Patient samples were also analyzed for treatment-emergent viral variants, defined as variants with single amino acid substitutions at positions that had reduced susceptibility to either bamlanivimab or etesevimab present at an allele fraction of ≥15%.

• In the Phase 3 portion of BLAZE-1, treatment-emergent variants were observed in 9.0% (42/467) of patients treated with bamlanivimab 2,800 mg and etesevimab 2,800 mg together, in 5.3% (21/394) of patients treated with bamlanivimab 700 mg and etesevimab 1,400 mg together, and in 4.0% (27/674) of patients treated with placebo.
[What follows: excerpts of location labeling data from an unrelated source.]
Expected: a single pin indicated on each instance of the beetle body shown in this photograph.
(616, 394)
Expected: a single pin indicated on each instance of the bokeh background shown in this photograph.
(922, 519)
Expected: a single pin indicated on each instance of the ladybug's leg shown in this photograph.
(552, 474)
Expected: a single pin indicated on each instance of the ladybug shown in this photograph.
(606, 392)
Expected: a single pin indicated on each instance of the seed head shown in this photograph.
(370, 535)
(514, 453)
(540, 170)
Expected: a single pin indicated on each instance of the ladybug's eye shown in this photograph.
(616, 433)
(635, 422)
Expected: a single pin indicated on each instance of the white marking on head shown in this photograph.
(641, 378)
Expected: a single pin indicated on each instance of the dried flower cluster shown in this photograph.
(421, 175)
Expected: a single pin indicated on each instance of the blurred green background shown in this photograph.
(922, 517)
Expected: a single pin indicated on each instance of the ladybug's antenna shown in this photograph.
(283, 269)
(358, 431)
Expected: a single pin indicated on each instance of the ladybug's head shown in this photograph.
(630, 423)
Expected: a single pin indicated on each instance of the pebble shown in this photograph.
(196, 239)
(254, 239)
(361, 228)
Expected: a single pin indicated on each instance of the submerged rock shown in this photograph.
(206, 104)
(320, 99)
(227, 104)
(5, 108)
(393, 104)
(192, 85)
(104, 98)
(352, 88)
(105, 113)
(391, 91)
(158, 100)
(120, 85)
The majority of these were only detected at one time point in the sequential series with 0.9% (4/467), 1.0% (4/394), and 0.3% (2/674) of patients having multiple instances of detection in the bamlanivimab 2,800 mg and etesevimab 2,800 mg together, bamlanivimab 700 mg and etesevimab 1,400 mg together, and placebo groups, respectively.
• In patients treated with bamlanivimab and etesevimab together, substitutions detected in one or more patients included ones with reduced susceptibility (≥5-fold) to bamlanivimab only: L452R/W, E484K, G485V, F490L, and S494P; and ones with reduced susceptibility to etesevimab only: D405G/Y, K417N, D420N/Y, N460H/I/T, A475S/V, Y489H, and N501I/Y. While these variants had reduced susceptibility to either bamlanivimab OR etesevimab compared to wild-type in a pseudotyped VSV VLP or authentic virus assay they still retained susceptibility to the other antibody in the combination.
• There were also observations of variants with reduced susceptibility (≥5-fold) to both bamlanivimab and etesevimab and to bamlanivimab + etesevimab tested together: E484D (n=1; 145-fold reduction to bamlanivimab + etesevimab tested together at a molar ratio of 1:2), Q493K/R (n=9; 584-fold and 1,054-fold reduction to bamlanivimab + etesevimab tested together at a molar ratio of 1:2 for Q493K and Q493R, respectively) out of a total of 861 patients treated with bamlanivimab and etesevimab together.
• In a subgroup of participants infected with virus harboring L452R substitution found in the B.1.427/B.1.429 (Epsilon) lineage, a S459P treatment-emergent substitution was identified in one subject. Concurrent L452R+S459P substitutions conferred a 1,656-fold reduction in susceptibility to bamlanivimab + etesevimab together (1:2 molar ratio).
• Additional treatment-emergent substitutions in patients treated with bamlanivimab and etesevimab together, with no phenotypic data, include D405del, D420G, C480R, G485D, S494L, and P499L. The impact of these substitutions on susceptibility is not currently known.
• In a subgroup of 53 pediatric subjects who were infected with a B.1.617.2 (Delta)-related variant, which has reduced susceptibility to bamlanivimab (>1,136-fold), the following treatment-emergent substitutions with reduced susceptibility to etesevimab were detected: D420A (n=2), N460T (n=1), N460Y (n=1). Three of these four subjects had high viral load (>5.27 log10) on Day 7.
• Additional treatment-emergent substitutions with no phenotypic data detected in other pediatric subjects who were infected with a B.1.617.2 (Delta)-related variant at an allele fraction of ≥50% included: F347C, V401L, G431S and I434V.

It is possible that bamlanivimab and etesevimab resistance-associated variants could have cross-resistance to other mAbs targeting the receptor binding domain of SARS-CoV-2. The clinical impact is not known.

Immune Response Attenuation

There is a theoretical risk that antibody administration may attenuate the endogenous immune response to SARS-CoV-2 and make patients more susceptible to re-infection.